I've been left in an interesting situation with my Year 10 class. This is their last semester before moving into VCE or VCAL, where they get to choose their own subjects. This means that they'll be studying a variety of maths subjects, at different levels of difficulty. Not to mention that under the Australian Curriculum, maths already has an extra level of content beyond Year 10 ("10A").

Further complicating things is the fact that I only took over this class halfway through the year.

I want each student to have the best preparation possible for their plans for Year 11. How a student is planning to continue with their study has a lot of bearing on the content they need to be working on now.

For instance, the students who want to study Mathematical Methods (the second hardest maths in VCE behind Specialist Maths), or are considering it, would be best served by strengthening their algebra skills, and covering some of the material in 10A. That includes indices, logarithms and polynomials. The first topic I cover in Year 12 Maths Methods is the Remainder Theorem. I would love if these kids could be exposed to that in Year 10.

At the other end of the spectrum, we have the students who want to do VCAL Numeracy, which focuses on basic numeracy and skills needed for employment in trades or similar. These kids really would not be thrilled with me if I tried to teach them about logarithms.

And in the middle, we have the students planning on General Maths, and eventually Further Maths in Year 12. Even within this group there's a wide range, from those who aren't particularly fond of maths but who know it's important, to those who could possibly do Methods if they really wanted to, but have decided not to. I still want to extend these students where I can, and not rule out the possibility of changing their minds during the subject selection process.

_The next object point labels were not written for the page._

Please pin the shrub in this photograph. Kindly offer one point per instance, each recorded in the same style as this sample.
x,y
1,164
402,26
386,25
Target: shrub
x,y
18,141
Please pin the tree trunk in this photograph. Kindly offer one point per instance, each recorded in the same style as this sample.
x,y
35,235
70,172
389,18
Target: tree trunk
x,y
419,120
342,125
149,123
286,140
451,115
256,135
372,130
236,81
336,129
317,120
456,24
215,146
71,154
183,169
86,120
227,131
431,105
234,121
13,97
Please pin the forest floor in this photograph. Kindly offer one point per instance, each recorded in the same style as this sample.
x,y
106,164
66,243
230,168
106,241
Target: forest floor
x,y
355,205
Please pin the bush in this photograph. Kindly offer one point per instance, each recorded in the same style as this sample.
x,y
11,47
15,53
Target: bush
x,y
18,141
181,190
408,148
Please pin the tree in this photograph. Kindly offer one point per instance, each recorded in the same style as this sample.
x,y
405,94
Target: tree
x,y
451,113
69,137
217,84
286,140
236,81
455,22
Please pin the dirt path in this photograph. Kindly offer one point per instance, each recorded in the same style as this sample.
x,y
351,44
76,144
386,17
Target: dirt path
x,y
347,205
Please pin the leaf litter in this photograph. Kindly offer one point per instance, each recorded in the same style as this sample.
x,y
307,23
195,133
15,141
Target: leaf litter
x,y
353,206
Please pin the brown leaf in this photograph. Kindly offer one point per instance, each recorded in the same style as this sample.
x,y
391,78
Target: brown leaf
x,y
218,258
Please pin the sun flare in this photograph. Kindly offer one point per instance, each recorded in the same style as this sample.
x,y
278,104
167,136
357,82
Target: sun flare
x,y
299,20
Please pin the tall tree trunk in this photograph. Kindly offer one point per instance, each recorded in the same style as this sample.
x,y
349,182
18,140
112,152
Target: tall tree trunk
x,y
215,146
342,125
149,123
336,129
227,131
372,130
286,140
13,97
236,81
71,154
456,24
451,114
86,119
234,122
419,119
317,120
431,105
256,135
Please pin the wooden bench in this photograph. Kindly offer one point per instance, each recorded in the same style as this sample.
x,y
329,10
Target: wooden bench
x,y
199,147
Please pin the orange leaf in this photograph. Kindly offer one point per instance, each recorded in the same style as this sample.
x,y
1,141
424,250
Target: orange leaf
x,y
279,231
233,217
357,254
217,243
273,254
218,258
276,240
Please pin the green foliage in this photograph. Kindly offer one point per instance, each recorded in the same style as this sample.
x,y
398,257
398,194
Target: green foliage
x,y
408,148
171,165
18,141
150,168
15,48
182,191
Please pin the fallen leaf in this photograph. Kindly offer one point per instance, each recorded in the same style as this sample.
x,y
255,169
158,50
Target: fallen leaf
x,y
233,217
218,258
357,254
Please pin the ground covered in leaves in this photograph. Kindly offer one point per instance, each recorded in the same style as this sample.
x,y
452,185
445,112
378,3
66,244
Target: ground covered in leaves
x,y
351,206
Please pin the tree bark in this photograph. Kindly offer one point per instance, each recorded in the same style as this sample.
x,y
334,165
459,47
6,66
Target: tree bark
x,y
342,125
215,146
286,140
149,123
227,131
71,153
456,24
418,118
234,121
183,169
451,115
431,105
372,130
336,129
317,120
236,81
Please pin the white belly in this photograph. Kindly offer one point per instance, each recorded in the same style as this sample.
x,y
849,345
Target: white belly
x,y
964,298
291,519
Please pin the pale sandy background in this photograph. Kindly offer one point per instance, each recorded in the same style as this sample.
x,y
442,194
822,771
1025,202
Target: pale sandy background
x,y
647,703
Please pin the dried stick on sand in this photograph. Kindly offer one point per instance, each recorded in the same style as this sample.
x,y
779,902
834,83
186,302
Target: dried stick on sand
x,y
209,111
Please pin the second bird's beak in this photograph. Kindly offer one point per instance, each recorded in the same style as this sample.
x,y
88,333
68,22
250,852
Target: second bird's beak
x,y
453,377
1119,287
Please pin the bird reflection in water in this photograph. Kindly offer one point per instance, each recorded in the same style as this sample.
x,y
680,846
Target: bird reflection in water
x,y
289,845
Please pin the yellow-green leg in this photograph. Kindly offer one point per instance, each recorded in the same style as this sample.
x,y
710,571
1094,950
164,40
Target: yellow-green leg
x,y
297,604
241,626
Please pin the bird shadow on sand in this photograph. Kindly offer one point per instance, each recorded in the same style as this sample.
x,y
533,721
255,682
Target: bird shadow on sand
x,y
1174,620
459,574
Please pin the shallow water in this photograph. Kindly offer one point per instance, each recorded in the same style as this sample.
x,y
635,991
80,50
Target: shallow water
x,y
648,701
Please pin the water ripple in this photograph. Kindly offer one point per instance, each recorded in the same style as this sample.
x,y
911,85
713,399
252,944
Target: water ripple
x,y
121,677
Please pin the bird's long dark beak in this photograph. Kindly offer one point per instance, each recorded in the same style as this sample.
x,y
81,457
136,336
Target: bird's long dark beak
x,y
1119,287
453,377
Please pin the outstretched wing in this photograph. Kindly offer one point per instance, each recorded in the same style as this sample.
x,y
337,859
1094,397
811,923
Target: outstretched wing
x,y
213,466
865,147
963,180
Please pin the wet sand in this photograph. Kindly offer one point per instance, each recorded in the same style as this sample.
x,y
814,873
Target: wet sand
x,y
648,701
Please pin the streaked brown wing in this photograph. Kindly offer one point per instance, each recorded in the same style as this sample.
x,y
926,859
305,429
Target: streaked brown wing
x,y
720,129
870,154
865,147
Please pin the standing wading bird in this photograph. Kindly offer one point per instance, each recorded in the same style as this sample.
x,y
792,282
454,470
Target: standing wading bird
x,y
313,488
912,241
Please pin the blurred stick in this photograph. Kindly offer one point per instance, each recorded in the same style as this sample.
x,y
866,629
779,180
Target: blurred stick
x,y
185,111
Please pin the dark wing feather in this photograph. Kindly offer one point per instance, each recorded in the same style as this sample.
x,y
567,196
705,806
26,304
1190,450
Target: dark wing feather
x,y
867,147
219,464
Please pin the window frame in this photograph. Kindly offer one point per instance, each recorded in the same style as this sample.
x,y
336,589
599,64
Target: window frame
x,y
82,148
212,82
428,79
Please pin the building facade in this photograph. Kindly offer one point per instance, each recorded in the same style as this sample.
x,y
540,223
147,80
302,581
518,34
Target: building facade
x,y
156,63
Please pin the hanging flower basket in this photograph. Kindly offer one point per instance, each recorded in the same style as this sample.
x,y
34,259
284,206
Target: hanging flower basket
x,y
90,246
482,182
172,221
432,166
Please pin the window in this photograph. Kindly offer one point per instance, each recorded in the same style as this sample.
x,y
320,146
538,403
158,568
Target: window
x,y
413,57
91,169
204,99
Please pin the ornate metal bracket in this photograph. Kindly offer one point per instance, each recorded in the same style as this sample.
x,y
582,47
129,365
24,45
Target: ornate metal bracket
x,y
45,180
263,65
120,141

In a large school, students could be divided into classes that would allow them to focus on the areas most relevant to their future. But in a small school like mine, we only have the one Year 10 maths class. Instead, I need to find a way to manage the possibility of students all doing different work.

The Plan

I want to have students decide their own plan for what they would study. I gave each student this template:

The first two sections, I had students complete themselves:

  • Maths and Science subjects I am planning to study next year.
  • My Maths learning goals for this semester.

The next section was filled in by the student and myself together. Over a few lessons, I sat down with each student and discussed what their plans are, and we negotiated the skills I'm expecting them to complete this semester.

The codes that are listed match my SBG skills. I identify each unit with two letters, then each skill with a number. This is the same class I first tried SBG with last year, so they're used to the system. At the very start of this term, they were given this complete list of the skills for the semester:


This has worked well for the most part, but is not without some issues. Students know what is expected of them at all times, and have been able to work at their own pace. This class are usually very good at taking responsibility for their own learning, so it hasn't been too hard to motivate them. For instance, I had one student work on one unit while in class and work on another one in her free lessons, because she knew she was going to be absent for an extended period of time.

But there are still many things that need to be improved with this strategy:

  • While I usually try my hardest to get away from using the textbook, it is a lot easier to assign a list of textbook questions to work on than to find different tasks for each student.
  • Collaboration becomes that much more difficult, because students are in different places.
  • A few students feel like they can just cruise, rather than keep pushing themselves.
  • I can get many students seeking help from me for a variety of different topics all at the same time. And sometimes my students get very impatient with me.

Though as it turns out, some of that has a way of sorting itself out. As students are waiting for me for help, they start helping each other. This has a tendency of pulling the pace of the faster students back to the rest of the group, while they gain the benefits from explaining the work to others.

I'm trying to reset everyone's pace a little bit for the start of next term. Most kids are working on Probability, or Surds, Logs and Indices, so I've asked them to complete PR2 or SL2 over the September break. Hopefully from then on, it'll be easier to set deadlines for groups of kids and keep them working on the same skills together. This will mean that I can give them collaborative activities to introduce topics, and save the textbook for practice questions.

Another issue I've found is with my own organisation, and making sure I have quizzes written before students get to those skills. But hopefully the break will help there again, and allow me to get out ahead with my quiz writing a bit more.

I would love some comments about all of this, whether this seems like a great or terrible idea, and where there is anything else I should be improving. I'm still not completely convinced this system works, but I'm optimistic that it is allowing students to work to their own needs and strengths in my class.

I'm definitely not advocating this as a good idea in most general. I would almost always prefer having students work on the same activities, and differentiate within those activities. But for this specific situation, allowing students to tailor their own learning path seemed like something I should at least try.


Shaun used to be maths, IT and ocassional physics teacher at a small P-12 school (primary and secondary) in rural Victoria, Australia. He is currently in the process of starting his career again in the United States.